Topic 3 captures products people have built, what they need, and requests for testing or feedback.
labelTopics(selected_model)Topic 1 Top Words:
Highest Prob: agent, build, use, voic, make, best, free
FREX: sourc, sdk, open, get, model, best, design
Lift: ’re, action, almost, behind, design, easier, email
Score: agent, build, voic, use, best, new, make
Topic 2 Top Words:
Highest Prob: autom, look, tool, anyon, can, help, workflow
FREX: engin, sale, talk, train, project, workflow, far
Lift: engin, far, suggest, agentkit, aiml, appli, background
Score: autom, tool, workflow, anyon, like, learn, busi
Topic 3 Top Words:
Highest Prob: built, actual, need, work, code, just, platform
FREX: work, code, product, test, now, claud, differ
Lift: work, accident, add, agi, altern, amaz, author
Score: built, work, code, actual, product, need, just
We extend the insight into these topics by sampling representative titles from each one.
Topic 1 focuses on seeking feedback, discussion, and advice on builds.
titles_retained <-
subreddit_submissions$title
titles_retained <-
titles_retained[-prepared_text$docs.removed]
model_titles <-
findThoughts(selected_model, titles_retained)

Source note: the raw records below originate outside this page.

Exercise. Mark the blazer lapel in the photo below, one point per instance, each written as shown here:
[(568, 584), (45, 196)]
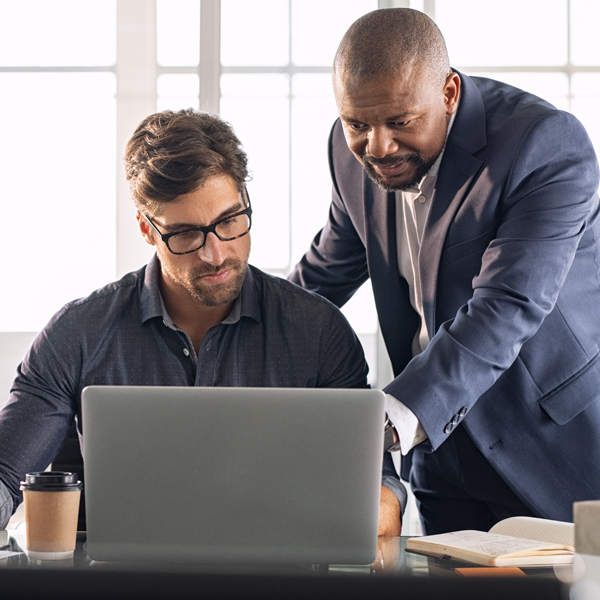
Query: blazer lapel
[(457, 173)]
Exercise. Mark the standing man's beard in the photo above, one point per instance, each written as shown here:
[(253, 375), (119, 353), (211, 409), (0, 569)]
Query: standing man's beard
[(422, 167)]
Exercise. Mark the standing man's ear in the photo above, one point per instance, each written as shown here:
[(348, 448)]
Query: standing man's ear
[(145, 229), (451, 92)]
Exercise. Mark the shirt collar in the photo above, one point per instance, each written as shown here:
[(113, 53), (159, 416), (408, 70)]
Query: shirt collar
[(152, 305)]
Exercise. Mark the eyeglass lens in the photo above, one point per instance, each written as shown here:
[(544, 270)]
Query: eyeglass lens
[(229, 229)]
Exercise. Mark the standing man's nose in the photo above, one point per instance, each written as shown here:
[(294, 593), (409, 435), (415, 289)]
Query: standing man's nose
[(381, 142)]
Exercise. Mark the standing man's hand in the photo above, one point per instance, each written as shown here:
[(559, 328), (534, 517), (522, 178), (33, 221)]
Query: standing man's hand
[(390, 516)]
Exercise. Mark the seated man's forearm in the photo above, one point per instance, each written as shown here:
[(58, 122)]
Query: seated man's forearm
[(390, 515)]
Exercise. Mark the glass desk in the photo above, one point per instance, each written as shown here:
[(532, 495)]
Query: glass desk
[(396, 573)]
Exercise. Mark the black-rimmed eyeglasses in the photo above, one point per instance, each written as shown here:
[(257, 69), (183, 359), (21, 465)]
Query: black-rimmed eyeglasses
[(229, 228)]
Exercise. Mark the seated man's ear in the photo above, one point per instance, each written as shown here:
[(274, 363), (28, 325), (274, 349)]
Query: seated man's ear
[(145, 229)]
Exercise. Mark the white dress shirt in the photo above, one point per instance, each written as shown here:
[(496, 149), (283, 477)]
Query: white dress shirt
[(412, 208)]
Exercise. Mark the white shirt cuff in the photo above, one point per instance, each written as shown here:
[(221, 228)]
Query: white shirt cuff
[(407, 425)]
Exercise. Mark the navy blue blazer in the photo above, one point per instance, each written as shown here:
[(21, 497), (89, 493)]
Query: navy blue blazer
[(510, 276)]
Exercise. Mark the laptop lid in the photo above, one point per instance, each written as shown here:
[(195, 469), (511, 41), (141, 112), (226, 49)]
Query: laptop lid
[(232, 475)]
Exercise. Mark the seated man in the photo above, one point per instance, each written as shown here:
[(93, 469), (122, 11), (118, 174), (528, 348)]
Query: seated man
[(197, 314)]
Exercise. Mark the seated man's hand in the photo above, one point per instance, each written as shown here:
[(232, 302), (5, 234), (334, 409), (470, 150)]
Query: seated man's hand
[(390, 517)]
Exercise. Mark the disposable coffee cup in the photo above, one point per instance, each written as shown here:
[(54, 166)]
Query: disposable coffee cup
[(51, 510)]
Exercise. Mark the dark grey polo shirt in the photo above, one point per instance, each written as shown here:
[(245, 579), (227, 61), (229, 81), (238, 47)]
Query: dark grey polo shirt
[(277, 335)]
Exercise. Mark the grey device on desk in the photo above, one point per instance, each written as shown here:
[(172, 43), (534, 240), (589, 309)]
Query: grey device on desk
[(232, 475)]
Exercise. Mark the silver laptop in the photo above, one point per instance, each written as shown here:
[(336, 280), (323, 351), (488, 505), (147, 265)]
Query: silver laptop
[(232, 475)]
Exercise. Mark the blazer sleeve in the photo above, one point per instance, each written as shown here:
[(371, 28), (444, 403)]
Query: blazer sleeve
[(335, 265)]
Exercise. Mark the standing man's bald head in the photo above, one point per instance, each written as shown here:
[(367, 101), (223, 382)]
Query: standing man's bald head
[(383, 42), (395, 93)]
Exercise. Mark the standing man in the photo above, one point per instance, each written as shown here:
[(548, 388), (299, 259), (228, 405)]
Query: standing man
[(196, 315), (473, 208)]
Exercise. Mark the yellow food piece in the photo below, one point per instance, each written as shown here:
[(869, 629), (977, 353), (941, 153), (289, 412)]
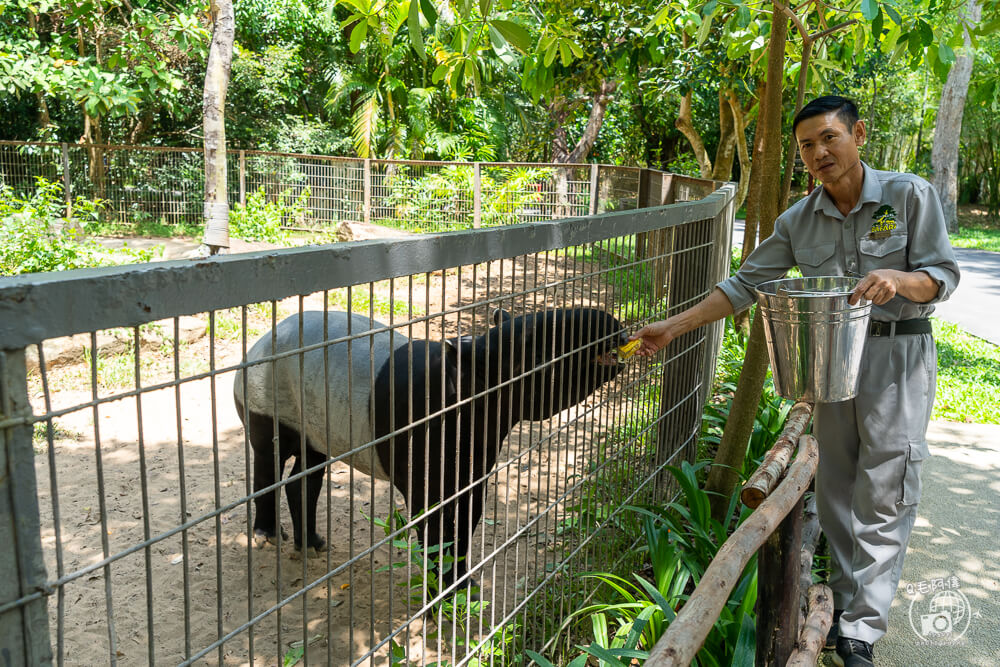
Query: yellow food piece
[(628, 349)]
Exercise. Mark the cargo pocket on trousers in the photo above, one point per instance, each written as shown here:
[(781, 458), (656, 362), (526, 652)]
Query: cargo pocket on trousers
[(910, 491)]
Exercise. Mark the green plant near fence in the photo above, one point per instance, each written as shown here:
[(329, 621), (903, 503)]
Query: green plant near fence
[(444, 198), (36, 235)]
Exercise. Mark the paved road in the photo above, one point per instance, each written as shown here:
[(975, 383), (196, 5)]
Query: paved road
[(975, 305), (953, 557)]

plotQuote(model_titles$docs[[1]])
Topic 2 centres on selling workflows, promoting sales opportunities, and offering paid work.
plotQuote(model_titles$docs[[2]])
Topic 3 highlights people showcasing their builds and giving advice to others.
plotQuote(model_titles$docs[[3]])
We assign each post to a topic using the maximum posterior topic proportion. Using these assignments, we examine topic presence by week. The pattern mirrors the embedding results: Week 39 shows very little Topic 3 activity and a heavier presence of Topic 2.
subreddit_submissions <-
subreddit_submissions[-prepared_text$docs.removed]
subreddit_submissions[, topic := apply(selected_model$theta, 1, which.max)]
prop.table(table(subreddit_submissions$week_of_year, subreddit_submissions$topic), margin = 1)
1 2 3
39 0.53333333 0.40000000 0.06666667
40 0.49756098 0.25365854 0.24878049
41 0.45882353 0.25882353 0.28235294
42 0.44366197 0.26056338 0.29577465
43 0.45562130 0.21893491 0.32544379
44 0.50785340 0.18848168 0.30366492
45 0.49315068 0.17808219 0.32876712
Overall, the topic distribution is steady across most weeks, with Week 39 as the main outlier. Its heavier focus on Topic 2 and near-absence of Topic 3 supports the earlier embedding results: the week’s content is structurally different, likely due to the low number of posts. Beyond that, the subreddit shows consistent patterns in what people ask for, what they build, and what they try to sell.
Large Language Models
DeepSeek was prompted to extract topics and trends based on submission titles and dates.
Main Topics:
AI Agent Development – Building agents, frameworks, tools, and technical issues.
Business Automation – Workflows, sales, customer service, and basic automation.
Voice AI Agents – Voice platforms, use cases, and tooling.
Agent Evaluation & Reliability – Testing, failures, debugging, and deployment concerns.
Learning & Getting Started – Beginner questions and early entry into the space.
Given the short window, shifts are small. Early posts focus on learning; later posts move toward building agents and discussing frameworks. Voice AI appears more toward the end, while business automation stays steady throughout.
Taken together, the embeddings, topic modelling, and LLM summaries point to the same pattern: most posts revolve around building and selling agents, with only minor variation week to week. The subreddit is active, but the themes are narrow and largely driven by new tools entering the space.